Baker and Podolsky came to the island on Sept. 13 and talked to a standing-room only crowd at the Monhegan School. The reaction from the approximately 60 people in the room was favorable, according to Boegel.

“It was so positive, I was kind of stunned-I would have expected some negatives,” said Boegel. At the end of the meeting she asked those in the room if they favored moving ahead on the wind power idea. “If there was a hand raised against it, I did not see it,” she said.

The challenges of wind power on Monhegan are much different than the situation on Vinalhaven.

There is plenty of wind. “The wind resource on Monhegan is fantastic-it is really good,” said Baker. As in the case of all Maine islands, the wind blows harder in the winter, when there is less demand for power.

The difference between energy demand in the summer and winter is much greater on Monhegan than on other islands. “They burn almost half their fuel oil in three months in the summer, when the wind resource is the weakest,” Baker said.

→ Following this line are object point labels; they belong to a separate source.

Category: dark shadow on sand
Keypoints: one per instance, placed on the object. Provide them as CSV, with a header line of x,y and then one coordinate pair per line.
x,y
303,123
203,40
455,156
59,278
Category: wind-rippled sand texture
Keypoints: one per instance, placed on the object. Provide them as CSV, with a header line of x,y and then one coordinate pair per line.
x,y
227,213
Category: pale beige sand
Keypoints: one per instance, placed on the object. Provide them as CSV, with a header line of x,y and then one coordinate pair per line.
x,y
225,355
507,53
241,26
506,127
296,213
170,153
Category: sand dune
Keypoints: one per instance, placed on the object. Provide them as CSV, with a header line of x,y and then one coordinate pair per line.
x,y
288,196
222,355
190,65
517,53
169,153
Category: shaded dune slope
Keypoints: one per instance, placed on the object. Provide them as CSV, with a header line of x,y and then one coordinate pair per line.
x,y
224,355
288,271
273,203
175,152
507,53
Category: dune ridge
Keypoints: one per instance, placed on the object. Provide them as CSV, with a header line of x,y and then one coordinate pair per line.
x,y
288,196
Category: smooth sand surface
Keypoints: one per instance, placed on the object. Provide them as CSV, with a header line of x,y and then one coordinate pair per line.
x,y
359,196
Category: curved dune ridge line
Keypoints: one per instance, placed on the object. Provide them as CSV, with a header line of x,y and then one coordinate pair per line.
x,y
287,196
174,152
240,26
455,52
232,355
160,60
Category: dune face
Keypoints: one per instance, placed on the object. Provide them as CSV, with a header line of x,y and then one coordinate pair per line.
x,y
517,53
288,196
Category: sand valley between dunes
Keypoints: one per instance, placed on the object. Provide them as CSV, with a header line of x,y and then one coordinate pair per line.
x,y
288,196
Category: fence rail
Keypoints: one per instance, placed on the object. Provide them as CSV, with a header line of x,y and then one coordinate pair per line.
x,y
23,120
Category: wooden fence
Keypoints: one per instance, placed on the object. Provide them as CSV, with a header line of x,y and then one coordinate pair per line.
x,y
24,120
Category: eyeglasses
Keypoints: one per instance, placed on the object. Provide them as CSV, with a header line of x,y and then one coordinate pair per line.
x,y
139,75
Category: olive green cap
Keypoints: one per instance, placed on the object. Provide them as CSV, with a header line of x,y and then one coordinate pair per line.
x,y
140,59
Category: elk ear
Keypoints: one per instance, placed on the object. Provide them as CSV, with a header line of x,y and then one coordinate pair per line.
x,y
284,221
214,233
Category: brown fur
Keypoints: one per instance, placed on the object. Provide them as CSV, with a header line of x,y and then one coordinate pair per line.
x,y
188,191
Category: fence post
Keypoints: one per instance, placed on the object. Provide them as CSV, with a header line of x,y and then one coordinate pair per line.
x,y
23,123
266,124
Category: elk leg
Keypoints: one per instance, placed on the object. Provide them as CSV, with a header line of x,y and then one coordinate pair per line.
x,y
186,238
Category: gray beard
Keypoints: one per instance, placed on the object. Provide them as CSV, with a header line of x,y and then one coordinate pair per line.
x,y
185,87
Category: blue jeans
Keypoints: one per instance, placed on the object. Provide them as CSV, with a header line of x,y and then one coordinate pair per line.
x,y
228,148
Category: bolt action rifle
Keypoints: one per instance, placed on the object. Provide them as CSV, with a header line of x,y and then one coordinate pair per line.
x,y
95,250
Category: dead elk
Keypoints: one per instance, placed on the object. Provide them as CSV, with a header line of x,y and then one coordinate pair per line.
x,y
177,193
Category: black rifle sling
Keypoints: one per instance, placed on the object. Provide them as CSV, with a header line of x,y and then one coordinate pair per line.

With no cable to transmit excess electricity to the mainland, Monhegan has no way to store power. In Pude’s class project “The Monhegan Sustainable Energy Plan,” battery storage was not recommended due to high costs, a short lifespan and possible toxic impact to the island.

The problem with wind power on Monhegan is what to do with the excess power generated in the winter. “If you build a wind turbine to make any kind of a dent into the summer load, you have much more power than you need in the winter,” Baker said. “People couldn’t see a way to make the project economical given that mis-match.”

So the idea for Monhegan is to create a wind-diesel hybrid generation facility, according to Baker. The proposal would include building a 100-kilowatt wind turbine and link that turbine with year-round homes.

Winter residents would buy portable electric heaters that can be found in any store. The heaters would include a radio frequency device, linked to the wind turbine, which would allow the portable heaters to be automatically turned on when there is excess electricity.

“When the wind is blowing, the electric radiators come on and you don’t have to burn as much propane,” said Baker, referring to the major fuel residents use for heat. “All that excess power you generate in the winter would go into heating people’s homes.”

“A system like that could cut down on the fuel required for the power plant by 50 percent, and cut down home heating bills by as much as 30 percent,” said Baker.

There are two major issues Monhegan faces as they consider wind power. One question is how would people react to the wind tower’s visual impact, Baker said. It would likely be built near an existing microwave tower.

The second question is how significant an impact the tower would have on birds. “That will require significant study,” Baker said.

“These are big issues that have to be sorted out on the island,” he said.